# Carrier HVAC - Fan not turning



## rstokes28 (Jun 18, 2013)

Hi,
The fan on the outside unit, a Carrier 38EZA060310 Model, stopped turning yesterday. I took out the capacitor and got it tested and it was bad and replaced it. The unit worked fine for the afternoon while it was cooling the house. After it was off a while and came back on the fan wouldn't turn again. The compressor is coming on and we know the cap is good. 
My guess is bad fan motor. Can you verify?

Thanks,

Rick


----------



## rstokes28 (Jun 19, 2013)

In addition to fan not turning unless I help it a little, when the system is one it's taking a long time to cool. Could this be an issue where it's been losing Puron steadily and has been stressing the components?


----------



## Housedoctor57 (Jun 19, 2013)

If the fan motor is turning at a reduced RPM this will affect the unit's cooling ability. Also clean the coils with coil cleaner or a 409/Simple Green product. Wash out with a powerful stream of water from the garden hose. Be sure to set the thermostat to OFF and disconnect the power to the outside unit before you begin.


----------



## rstokes28 (Jun 19, 2013)

Thanks Housedoctor57. I'm assuming along with the cleaning that the fan motor also e replaced, just to be sure.

Best


----------



## Housedoctor57 (Jun 19, 2013)

Yes, The fan should be replaced based on your description and the fact you exchanged the Cap already that helps with the start and run function of the motor. Good luck. Check your area for a Johnstone Supply location if you have trouble getting the part from another AC supply house.


----------



## rstokes28 (Jun 19, 2013)

All cleaned up and now I'm hunting for the fan motor which I expect to be the end of this drama and back to some good AC in the Phoenix summer.
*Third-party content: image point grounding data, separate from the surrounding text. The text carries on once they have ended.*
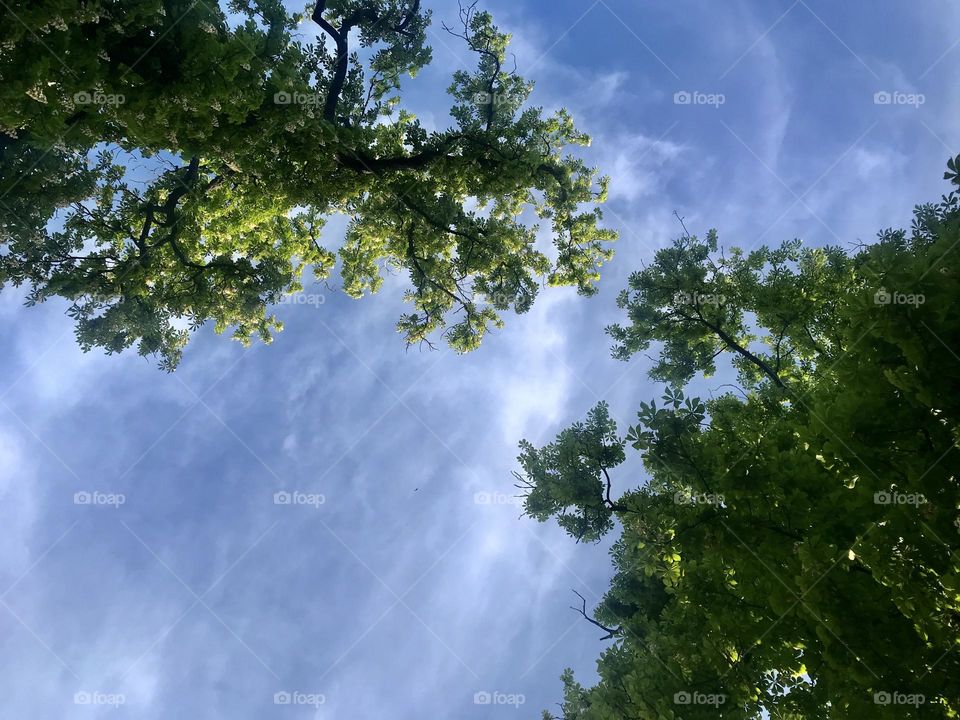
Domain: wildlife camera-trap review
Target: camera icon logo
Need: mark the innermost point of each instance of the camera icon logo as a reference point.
(882, 297)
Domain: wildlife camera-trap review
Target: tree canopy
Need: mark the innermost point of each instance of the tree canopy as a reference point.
(794, 551)
(164, 163)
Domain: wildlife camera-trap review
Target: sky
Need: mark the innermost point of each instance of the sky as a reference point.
(149, 566)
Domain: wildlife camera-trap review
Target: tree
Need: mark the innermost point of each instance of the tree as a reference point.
(249, 138)
(794, 551)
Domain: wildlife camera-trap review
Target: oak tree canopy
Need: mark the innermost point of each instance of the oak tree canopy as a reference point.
(164, 163)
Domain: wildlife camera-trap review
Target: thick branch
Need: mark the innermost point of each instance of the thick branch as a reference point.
(611, 632)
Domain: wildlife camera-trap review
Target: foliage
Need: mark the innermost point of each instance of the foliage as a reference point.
(249, 138)
(794, 553)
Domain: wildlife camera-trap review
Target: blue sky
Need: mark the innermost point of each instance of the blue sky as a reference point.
(401, 595)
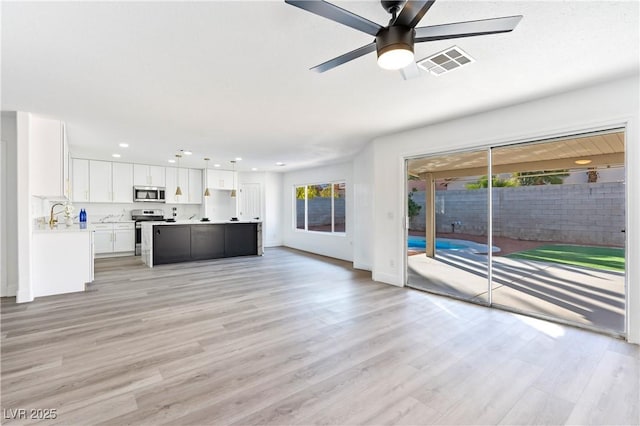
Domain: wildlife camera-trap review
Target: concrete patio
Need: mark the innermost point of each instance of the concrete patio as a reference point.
(580, 295)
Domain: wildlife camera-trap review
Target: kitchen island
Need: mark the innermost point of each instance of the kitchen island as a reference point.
(186, 241)
(61, 259)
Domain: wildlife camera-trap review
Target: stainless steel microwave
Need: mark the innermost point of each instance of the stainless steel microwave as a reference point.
(154, 194)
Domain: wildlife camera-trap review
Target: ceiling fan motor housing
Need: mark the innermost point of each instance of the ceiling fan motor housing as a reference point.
(395, 37)
(392, 6)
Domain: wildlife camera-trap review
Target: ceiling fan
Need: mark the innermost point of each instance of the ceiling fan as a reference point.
(394, 43)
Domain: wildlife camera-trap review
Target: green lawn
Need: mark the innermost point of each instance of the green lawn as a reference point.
(607, 258)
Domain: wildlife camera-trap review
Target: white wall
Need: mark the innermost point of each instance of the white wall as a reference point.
(272, 229)
(363, 195)
(271, 196)
(601, 106)
(8, 237)
(338, 246)
(16, 207)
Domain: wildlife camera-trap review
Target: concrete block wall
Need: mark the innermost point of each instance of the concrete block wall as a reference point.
(579, 214)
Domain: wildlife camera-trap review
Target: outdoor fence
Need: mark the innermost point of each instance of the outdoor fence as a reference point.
(591, 213)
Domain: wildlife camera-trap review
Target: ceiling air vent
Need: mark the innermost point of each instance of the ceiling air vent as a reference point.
(445, 61)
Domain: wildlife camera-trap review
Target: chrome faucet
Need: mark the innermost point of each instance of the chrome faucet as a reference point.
(53, 221)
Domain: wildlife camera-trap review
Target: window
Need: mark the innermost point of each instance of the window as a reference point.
(320, 207)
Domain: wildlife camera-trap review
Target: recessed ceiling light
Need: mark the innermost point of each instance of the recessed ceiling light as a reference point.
(583, 162)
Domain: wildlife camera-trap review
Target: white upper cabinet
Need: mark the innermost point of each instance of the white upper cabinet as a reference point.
(100, 185)
(195, 186)
(171, 183)
(48, 158)
(80, 180)
(156, 176)
(122, 182)
(110, 182)
(220, 179)
(140, 174)
(144, 175)
(183, 181)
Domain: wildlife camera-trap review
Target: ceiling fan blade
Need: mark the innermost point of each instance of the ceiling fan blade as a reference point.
(467, 29)
(410, 71)
(337, 14)
(412, 12)
(354, 54)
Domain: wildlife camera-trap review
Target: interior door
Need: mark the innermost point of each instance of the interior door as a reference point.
(250, 201)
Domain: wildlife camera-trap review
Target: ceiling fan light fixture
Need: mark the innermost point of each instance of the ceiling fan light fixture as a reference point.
(395, 47)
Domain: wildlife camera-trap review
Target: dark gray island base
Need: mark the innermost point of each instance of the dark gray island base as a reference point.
(186, 242)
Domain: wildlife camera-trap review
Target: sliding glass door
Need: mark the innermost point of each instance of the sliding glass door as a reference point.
(541, 223)
(560, 230)
(447, 241)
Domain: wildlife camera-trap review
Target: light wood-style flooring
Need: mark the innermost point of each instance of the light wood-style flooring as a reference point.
(293, 338)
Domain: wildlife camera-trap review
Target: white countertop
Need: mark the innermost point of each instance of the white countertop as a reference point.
(62, 228)
(197, 222)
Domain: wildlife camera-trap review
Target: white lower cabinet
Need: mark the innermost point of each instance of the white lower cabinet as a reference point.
(114, 238)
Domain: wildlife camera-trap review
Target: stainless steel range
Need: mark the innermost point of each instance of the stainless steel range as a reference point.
(144, 215)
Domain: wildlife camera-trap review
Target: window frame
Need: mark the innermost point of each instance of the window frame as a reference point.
(332, 184)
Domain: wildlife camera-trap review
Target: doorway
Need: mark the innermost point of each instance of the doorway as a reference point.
(543, 236)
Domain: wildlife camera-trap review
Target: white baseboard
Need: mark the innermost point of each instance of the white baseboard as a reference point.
(387, 279)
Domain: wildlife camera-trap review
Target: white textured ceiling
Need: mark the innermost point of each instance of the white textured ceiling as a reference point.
(227, 79)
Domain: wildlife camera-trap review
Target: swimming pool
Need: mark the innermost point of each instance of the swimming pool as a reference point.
(420, 243)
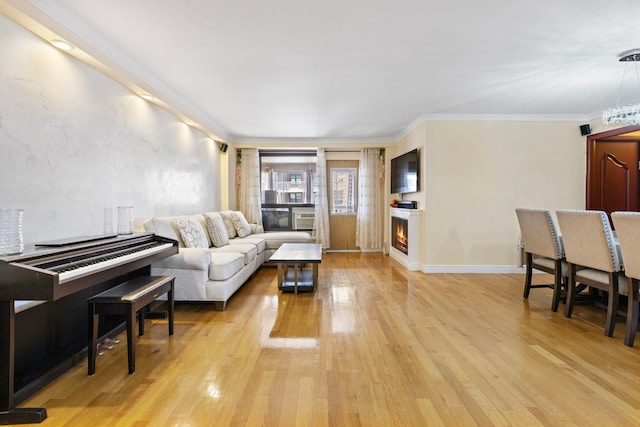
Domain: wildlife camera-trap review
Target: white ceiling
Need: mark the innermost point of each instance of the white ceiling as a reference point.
(361, 70)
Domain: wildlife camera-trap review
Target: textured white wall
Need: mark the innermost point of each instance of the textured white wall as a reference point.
(73, 142)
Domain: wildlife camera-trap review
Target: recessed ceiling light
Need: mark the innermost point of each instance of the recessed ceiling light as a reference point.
(62, 45)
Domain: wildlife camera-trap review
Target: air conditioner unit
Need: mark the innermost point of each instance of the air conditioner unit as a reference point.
(303, 218)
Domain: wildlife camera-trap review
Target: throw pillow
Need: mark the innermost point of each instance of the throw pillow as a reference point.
(217, 230)
(191, 233)
(241, 224)
(228, 223)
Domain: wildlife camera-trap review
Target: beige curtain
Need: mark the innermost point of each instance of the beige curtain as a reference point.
(249, 200)
(321, 224)
(369, 217)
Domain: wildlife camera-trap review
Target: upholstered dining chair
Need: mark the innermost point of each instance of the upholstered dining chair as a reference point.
(543, 251)
(628, 231)
(593, 258)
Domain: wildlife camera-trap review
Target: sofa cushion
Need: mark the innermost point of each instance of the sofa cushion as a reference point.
(260, 243)
(225, 265)
(191, 233)
(227, 218)
(241, 224)
(216, 229)
(166, 227)
(249, 251)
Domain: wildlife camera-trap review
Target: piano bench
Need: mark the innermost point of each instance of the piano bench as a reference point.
(127, 299)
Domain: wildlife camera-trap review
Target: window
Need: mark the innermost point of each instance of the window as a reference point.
(287, 177)
(288, 185)
(343, 191)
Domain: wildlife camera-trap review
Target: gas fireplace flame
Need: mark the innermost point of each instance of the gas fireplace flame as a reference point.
(401, 235)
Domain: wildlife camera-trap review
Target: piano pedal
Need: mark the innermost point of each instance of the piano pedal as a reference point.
(107, 344)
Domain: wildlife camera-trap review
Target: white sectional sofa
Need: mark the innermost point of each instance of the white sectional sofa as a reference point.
(213, 261)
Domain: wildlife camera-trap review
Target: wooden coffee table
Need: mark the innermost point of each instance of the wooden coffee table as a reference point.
(297, 255)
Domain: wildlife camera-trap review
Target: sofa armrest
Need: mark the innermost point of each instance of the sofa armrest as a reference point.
(256, 229)
(187, 259)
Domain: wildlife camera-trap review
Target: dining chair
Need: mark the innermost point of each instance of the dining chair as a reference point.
(543, 251)
(628, 232)
(592, 257)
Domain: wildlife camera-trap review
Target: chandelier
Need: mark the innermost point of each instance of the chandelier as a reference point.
(624, 114)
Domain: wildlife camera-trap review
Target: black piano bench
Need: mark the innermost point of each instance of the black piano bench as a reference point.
(127, 299)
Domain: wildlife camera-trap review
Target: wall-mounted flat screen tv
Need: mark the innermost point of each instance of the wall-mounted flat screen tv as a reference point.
(405, 173)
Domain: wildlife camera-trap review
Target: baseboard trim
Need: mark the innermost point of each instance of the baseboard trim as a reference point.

Thank you for the good advice.


----------



## rstokes28 (Jun 19, 2013)

I found a new fan motor with the same specifications for $111.00 and it got it installed with no problems. It came with its own capacitor which wasn't an issue. The home seems to be cooling at near double the rate it was before the failure.
Thanks again for the help. -


----------



## Housedoctor57 (Jun 19, 2013)

Good deal. You should have 18-21 degrees diff between the
Cold air and return air temps once house stabilizes.


----------



## rstokes28 (Jun 19, 2013)

What would be the best method and tool to check that difference?


----------



## Housedoctor57 (Jun 20, 2013)

What I do is make a small hole in the duct above the A Coil that is connected to the furnace/air handler(assuming you have a vertical setup. If horizontal then insert between A Coil and duct work). Insert the thermometer there to check the air being cooled and also check the air at your filter in the return or make a small hole in the return duct and check right before it goes back into the air handler. 
I use a digital thermometer like this one. I buy mine locally at AC supply house. Use some foil tape or electrical take to cover the tiny hole you made in the ducts.

http://www.amazon.com/dp/B00004XSC3/?tag=skimlinks_replacement-20


----------



## rstokes28 (Jun 20, 2013)

Great. I'll try this. Had a good cool night last night in the Phoenix heat and everything is working well.

Thanks!


----------